# Scored! Monark spartan!



## partsguy (May 9, 2011)

ITS A KEEPER!

I haven't got one this good at this price in a long, long time. For $25 and some junk frames and parts I never get the chance to scrap, I got this from the neighbor down the street Friday night as I was hitting early yard sales in ym area. The next day was the big community sale. It was at the top of a pile of scrap metal, although, this was destined for a collector that backed out. I know this is Huffy built and its a 1961. Can't wait to clean this one up this summer. I rode him around a bit and he runs just fine, brakes need a little bit of adjustment, but not bad.
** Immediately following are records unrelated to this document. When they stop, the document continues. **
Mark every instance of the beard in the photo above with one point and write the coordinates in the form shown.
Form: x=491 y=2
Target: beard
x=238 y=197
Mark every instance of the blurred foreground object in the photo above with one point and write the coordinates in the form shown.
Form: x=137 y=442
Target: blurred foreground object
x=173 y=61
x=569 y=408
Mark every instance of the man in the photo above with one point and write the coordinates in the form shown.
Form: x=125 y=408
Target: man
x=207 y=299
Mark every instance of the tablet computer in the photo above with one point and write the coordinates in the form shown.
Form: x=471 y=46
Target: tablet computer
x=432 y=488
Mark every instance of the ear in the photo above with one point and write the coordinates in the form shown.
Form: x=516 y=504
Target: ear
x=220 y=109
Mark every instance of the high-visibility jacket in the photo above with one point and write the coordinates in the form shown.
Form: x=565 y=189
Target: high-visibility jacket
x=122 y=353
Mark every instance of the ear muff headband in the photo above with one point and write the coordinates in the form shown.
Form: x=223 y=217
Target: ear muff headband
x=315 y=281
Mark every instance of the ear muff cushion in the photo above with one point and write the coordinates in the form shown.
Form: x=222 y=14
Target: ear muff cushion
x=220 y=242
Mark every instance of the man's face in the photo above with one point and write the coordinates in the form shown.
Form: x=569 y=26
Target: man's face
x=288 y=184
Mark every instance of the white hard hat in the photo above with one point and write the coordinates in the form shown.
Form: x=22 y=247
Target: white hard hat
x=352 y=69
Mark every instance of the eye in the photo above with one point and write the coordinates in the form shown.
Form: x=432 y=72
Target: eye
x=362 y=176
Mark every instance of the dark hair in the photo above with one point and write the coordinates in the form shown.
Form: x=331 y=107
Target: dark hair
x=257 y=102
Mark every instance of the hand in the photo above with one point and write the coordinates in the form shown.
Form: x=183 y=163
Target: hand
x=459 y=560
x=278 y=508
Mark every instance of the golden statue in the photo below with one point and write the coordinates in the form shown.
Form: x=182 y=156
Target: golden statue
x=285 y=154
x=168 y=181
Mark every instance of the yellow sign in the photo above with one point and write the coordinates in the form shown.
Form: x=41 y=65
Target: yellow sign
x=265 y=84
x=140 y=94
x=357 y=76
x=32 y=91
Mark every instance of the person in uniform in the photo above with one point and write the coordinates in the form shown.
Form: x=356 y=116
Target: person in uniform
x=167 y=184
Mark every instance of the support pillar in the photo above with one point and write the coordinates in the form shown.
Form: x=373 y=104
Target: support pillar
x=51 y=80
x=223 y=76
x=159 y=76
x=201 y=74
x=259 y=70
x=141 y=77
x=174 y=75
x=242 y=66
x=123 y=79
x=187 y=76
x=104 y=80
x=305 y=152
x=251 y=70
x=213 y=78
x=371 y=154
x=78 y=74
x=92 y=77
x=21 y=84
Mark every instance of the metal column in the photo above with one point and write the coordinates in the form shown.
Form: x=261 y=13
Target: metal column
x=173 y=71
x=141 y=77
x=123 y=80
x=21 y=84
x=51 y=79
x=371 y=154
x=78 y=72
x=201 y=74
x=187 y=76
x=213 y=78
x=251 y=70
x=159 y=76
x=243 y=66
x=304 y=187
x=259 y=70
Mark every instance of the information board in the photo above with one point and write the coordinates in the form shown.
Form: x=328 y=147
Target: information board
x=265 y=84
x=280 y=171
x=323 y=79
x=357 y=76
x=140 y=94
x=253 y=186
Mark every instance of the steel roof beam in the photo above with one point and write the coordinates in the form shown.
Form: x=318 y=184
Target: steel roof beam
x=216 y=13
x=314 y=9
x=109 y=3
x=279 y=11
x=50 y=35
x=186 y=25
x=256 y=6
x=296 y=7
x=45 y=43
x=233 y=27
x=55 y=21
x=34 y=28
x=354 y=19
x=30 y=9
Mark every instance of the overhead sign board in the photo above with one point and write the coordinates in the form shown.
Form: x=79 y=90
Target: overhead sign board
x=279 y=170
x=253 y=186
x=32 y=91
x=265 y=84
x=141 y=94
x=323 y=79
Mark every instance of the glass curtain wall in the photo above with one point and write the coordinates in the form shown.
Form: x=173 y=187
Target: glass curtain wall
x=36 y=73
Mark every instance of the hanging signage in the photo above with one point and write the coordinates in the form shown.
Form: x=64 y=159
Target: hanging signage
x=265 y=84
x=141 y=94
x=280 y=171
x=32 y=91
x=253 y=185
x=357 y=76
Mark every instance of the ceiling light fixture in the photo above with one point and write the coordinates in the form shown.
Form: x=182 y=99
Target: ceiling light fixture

I got rid of two cleaned-out parts bikes and a heap of parts, got some extra space, and a nice new ride.

Besides, My '63 Huffy I think is lonely, LOL! On top of that, its my school's colors; red, white and my '63 is black.

In the garage:











Soakin up the sun...


----------



## scrubbinrims (May 9, 2011)

From the looks of that seat, I think you found Ron Jeremy's bicycle growing up.


----------



## partsguy (May 9, 2011)

Whos Ron Jeremy?


----------



## chitown (May 9, 2011)

http://tinyurl.com/3vhld6v


----------



## partsguy (May 9, 2011)

Well, fomr what I've found, I am more motivated now to get rid of the seat I suppose, LOL!


----------



## chitown (May 9, 2011)

It's actually a pretty cool seat... just has a bad rap. Ain't the seats fault it's shaped that way. Kinda the missing link on the banana seat evolutionary scale. Neat bike though... regardless of what anyone thinks of the seat.


----------



## Larmo63 (May 9, 2011)

Who's Ron Jeremy?? Are you kidding me? Did you grow up on the moon?


----------



## partsguy (May 9, 2011)

Yes I did, I met Neil Armstrong when he landed there.


----------



## OldRider (May 9, 2011)

Not hard to tell you're from a different era then the majority of us


----------



## partsguy (May 10, 2011)

Got that right! Most guys here are in their 30s and up, I'm only 17!


----------